One of those disappointed saw this as justification for Isolates
was going to make
Node more able to do intense CPU-bound operations without blocking
everything else, a limitation that is one of Node's biggest criticisms.
Let's stop and explain this a bit because this is something I cover in my book, Node Web Development.    A few months ago there was a blog post using the Fibonacci calculation (as I do in Node Web Development) to demonstrate the problem.  Basically a long-running calculation blocks event execution preventing the Node.js process from doing its event processing job.  In my book I described two ways to get around this:  a) refactoring the algorithm to dispatch sub-calculations via the event dispatch mechanism, b) distribute the calculation to a back-end process

The question at this point is whether Node should strive to be a do-everything be-everything platform, or whether it should focus on the thing it does best (extremely fast event driven I/O processing)?

If everyone coming to Node.js knows that long-running calculations require special handling, then is it a problem?  For example people generally don't use a hammer to brush their teeth because everybody knows that hammers are for bashing things.  In other words, you use the best tool for the job and what Node strives to do is be a tool for extremely fast event driven I/O processing.

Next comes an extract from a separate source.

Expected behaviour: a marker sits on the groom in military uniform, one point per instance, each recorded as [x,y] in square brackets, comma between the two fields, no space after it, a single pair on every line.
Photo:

Isaac responded to the above criticism saying you can still launch a child process to push the long-running calculation to another process.  Nothing about child_process.fork has been changed other than its implementation with Isolates.  The cost is to make spinning up a child process this way a bit more expensive.

Ben Noordhuis suggested this:
Retrofitting thread safety onto a code base that wasn't designed for
it leaves a very wide margin for obscure bugs. Offset against the
potential benefits (which were questionable and probably not
bottlenecks to most people*) the choice was not hard to make.
And several others piped in saying "stability and debugging first".





Monday, February 6, 2012

Good bye isolates, Node.js hardly knew ye

A feature on the Node.js 0.8.x roadmap was isolates, which would allow for threads-like features without the complexity of threads.  That's because isolates have no shared state, while allowing for multiple independent code execution streams to run in parallel within the same process.

This morning a check-in to the Node development tree backed out the support for isolates.  The explanation is pasted in below.

Revert support for isolates. It was decided that the performance benefits that isolates offer (faster spin-up times for worker processes, faster inter-worker communication, possibly a lower memory footprint) are not actual bottlenecks for most people and do not outweigh the potential stability issues and intrusive changes to the code base that first-class support for isolates requires. Hence, this commit backs out all isolates-related changes. Good bye, isolates. We hardly knew ye.